Bebió un sorbo de cerveza y dijo:

—Mira, sé que no es el momento y además es un poco tarde, pero quería decirte que no me gustó cómo acabó... ya sabes, lo nuestro.

—No —respondí suavemente—. A mí tampoco.

—Aquella noche en la que te atacaron, dije cosas... Muchas cosas. Pero estaba como loco. Es decir, acababa de ver a ese hijo de puta amenazándote con una navaja. Y creo que perdí el control. Lo que intento decirte es que tal vez dijera cosas un poco fuera de lugar, pero tienes que entender que estaba desquiciado.

—Lo entiendo —contesté—. Pero a la hora de lo que pensamos sobre las cosas básicas de la vida, nos separa un mundo, ¿no?

—Sí, supongo que sí. Pero no soy el monstruo que tú te crees.

Levanté una ceja, escéptica.

—Para nada —protestó—. Mira a Ben.

—Es un solo tío, Archie. ¿Y qué pasa con esos tíos con los que fuiste al pub aquella noche? Ya sabes, los del rollo político.

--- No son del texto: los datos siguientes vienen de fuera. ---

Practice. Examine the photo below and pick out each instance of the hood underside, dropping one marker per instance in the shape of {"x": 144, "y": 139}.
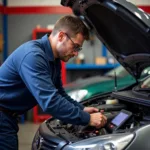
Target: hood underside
{"x": 122, "y": 27}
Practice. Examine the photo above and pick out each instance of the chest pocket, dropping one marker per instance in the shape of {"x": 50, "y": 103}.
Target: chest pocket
{"x": 54, "y": 72}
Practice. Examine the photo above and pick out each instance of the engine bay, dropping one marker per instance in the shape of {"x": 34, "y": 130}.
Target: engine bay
{"x": 123, "y": 115}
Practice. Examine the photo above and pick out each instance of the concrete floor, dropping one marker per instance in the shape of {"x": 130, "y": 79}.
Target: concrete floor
{"x": 26, "y": 134}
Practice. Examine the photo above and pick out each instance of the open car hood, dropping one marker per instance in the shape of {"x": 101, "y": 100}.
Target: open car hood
{"x": 121, "y": 26}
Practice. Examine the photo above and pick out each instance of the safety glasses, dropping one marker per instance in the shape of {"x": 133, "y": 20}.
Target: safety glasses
{"x": 77, "y": 47}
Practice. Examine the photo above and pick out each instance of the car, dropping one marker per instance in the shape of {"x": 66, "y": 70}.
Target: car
{"x": 84, "y": 88}
{"x": 125, "y": 31}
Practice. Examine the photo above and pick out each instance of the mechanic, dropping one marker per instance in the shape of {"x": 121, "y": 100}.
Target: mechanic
{"x": 31, "y": 75}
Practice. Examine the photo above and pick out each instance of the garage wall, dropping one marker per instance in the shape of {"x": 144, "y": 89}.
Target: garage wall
{"x": 57, "y": 2}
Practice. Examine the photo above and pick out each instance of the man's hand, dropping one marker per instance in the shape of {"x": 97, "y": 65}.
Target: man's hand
{"x": 90, "y": 110}
{"x": 98, "y": 120}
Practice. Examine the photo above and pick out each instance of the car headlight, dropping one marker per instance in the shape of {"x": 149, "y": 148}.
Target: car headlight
{"x": 78, "y": 95}
{"x": 107, "y": 142}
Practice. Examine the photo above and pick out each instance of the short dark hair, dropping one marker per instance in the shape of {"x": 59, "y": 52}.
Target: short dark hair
{"x": 73, "y": 25}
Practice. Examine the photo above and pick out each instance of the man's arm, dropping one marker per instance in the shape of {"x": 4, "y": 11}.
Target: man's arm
{"x": 34, "y": 71}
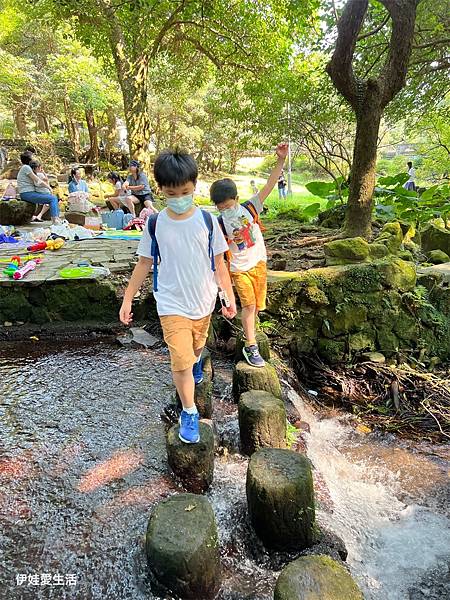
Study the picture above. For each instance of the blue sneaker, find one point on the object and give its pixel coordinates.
(252, 356)
(197, 371)
(189, 429)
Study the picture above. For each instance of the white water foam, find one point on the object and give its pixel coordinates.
(390, 544)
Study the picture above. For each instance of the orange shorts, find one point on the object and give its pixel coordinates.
(251, 285)
(184, 337)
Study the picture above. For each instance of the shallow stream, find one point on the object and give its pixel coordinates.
(82, 463)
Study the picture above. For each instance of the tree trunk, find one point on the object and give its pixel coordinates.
(362, 183)
(19, 119)
(111, 135)
(134, 88)
(72, 130)
(94, 151)
(369, 98)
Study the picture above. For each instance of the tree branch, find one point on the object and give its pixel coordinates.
(340, 67)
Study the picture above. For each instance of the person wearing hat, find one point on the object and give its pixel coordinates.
(137, 183)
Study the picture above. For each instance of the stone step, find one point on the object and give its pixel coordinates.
(182, 546)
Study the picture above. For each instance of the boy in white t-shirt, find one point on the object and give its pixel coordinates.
(187, 287)
(247, 253)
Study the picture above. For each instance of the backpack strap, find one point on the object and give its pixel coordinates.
(207, 217)
(154, 248)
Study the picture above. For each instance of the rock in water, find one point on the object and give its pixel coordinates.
(246, 378)
(262, 421)
(280, 498)
(263, 344)
(182, 546)
(316, 578)
(192, 463)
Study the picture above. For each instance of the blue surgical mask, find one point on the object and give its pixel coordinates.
(232, 213)
(180, 205)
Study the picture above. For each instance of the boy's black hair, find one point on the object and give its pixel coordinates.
(175, 168)
(26, 157)
(223, 190)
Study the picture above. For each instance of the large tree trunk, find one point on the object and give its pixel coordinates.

—Ya no salgo con ellos —dijo—. Se estaban volviendo laboristas. ¡Es coña! No, en serio, ya no tengo nada que ver con ellos. Su respuesta a todo era sacar los bates de béisbol. Se estaban pasando de la raya.

—¿En serio?

—En serio. Mira, yo no odio a nadie. De verdad.

Le observé detenidamente. Tal vez Mark y Suzie tenían razón. Tal vez todo el mundo tenía algo bueno. Tal vez sólo era cuestión de rascar lo suficiente.

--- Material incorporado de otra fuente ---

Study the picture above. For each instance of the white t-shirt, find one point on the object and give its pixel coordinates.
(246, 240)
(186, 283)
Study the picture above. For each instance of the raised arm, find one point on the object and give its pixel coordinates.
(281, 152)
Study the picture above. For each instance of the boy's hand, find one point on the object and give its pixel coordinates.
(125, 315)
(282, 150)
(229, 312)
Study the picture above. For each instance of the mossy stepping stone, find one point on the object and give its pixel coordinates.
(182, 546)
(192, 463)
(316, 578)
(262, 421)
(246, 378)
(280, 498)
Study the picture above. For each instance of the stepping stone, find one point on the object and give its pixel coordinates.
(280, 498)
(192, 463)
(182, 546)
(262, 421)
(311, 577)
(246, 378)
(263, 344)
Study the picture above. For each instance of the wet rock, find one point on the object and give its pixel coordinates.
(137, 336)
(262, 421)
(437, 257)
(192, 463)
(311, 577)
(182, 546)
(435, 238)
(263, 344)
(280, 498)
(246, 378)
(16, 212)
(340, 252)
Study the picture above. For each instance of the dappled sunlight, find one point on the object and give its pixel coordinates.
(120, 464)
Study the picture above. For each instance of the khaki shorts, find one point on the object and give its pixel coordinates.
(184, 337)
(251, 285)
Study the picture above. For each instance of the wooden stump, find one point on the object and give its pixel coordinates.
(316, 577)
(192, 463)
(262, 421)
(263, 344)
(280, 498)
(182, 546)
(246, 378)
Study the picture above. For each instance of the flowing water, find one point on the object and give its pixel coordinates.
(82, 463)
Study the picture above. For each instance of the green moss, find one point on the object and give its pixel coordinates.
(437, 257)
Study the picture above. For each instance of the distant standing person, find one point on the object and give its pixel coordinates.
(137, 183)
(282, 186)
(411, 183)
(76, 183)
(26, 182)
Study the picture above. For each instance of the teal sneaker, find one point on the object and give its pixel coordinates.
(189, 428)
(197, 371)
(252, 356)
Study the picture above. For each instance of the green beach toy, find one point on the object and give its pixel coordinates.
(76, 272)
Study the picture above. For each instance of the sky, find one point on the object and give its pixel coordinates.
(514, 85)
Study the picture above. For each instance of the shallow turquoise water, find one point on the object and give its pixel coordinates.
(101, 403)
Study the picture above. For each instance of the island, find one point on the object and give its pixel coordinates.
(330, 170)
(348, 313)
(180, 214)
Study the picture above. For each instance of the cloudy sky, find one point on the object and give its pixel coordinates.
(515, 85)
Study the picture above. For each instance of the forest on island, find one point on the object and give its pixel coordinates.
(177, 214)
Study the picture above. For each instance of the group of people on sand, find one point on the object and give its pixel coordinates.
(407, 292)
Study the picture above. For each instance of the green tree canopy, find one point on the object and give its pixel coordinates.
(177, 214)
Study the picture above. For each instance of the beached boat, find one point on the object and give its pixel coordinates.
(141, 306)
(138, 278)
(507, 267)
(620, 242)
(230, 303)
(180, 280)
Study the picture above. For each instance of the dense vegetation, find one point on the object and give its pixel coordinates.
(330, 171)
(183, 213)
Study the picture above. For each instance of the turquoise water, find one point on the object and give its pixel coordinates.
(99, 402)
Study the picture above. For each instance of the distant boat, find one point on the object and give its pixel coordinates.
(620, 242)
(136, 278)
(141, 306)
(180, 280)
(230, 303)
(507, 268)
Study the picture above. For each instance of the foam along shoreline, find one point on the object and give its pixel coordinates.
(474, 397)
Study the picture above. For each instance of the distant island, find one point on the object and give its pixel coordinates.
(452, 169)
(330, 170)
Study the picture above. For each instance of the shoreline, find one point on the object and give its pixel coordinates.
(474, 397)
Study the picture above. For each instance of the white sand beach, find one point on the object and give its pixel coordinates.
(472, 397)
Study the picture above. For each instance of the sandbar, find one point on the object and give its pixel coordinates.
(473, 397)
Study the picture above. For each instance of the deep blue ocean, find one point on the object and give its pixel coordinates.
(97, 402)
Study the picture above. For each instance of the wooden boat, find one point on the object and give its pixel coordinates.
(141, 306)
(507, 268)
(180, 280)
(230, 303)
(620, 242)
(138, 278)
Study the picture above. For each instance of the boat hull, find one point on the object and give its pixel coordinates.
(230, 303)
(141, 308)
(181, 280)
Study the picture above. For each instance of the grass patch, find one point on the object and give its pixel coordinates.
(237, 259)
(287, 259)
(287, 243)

Fui a por más cervezas y, mientras charlábamos, le examiné un poco más. Estaba hecho un asco. Tenía las uñas sucias, el polvo de las obras se le había incrustado en la piel y estaba manchado con la grasa de su camión. Un contraste tan violento con el aspecto tan suave, fino y cuidado de Cristian... Un contraste tan excitante...

A medida que avanzaba la tarde y se vaciaba mi nevera, me resultaba cada vez más fácil pensar que todo el mundo podía cambiar y más difícil entender por qué habíamos roto.

Y un pequeño achuchón amistoso, por los viejos tiempos, no le haría daño a nadie, ¿verdad que no?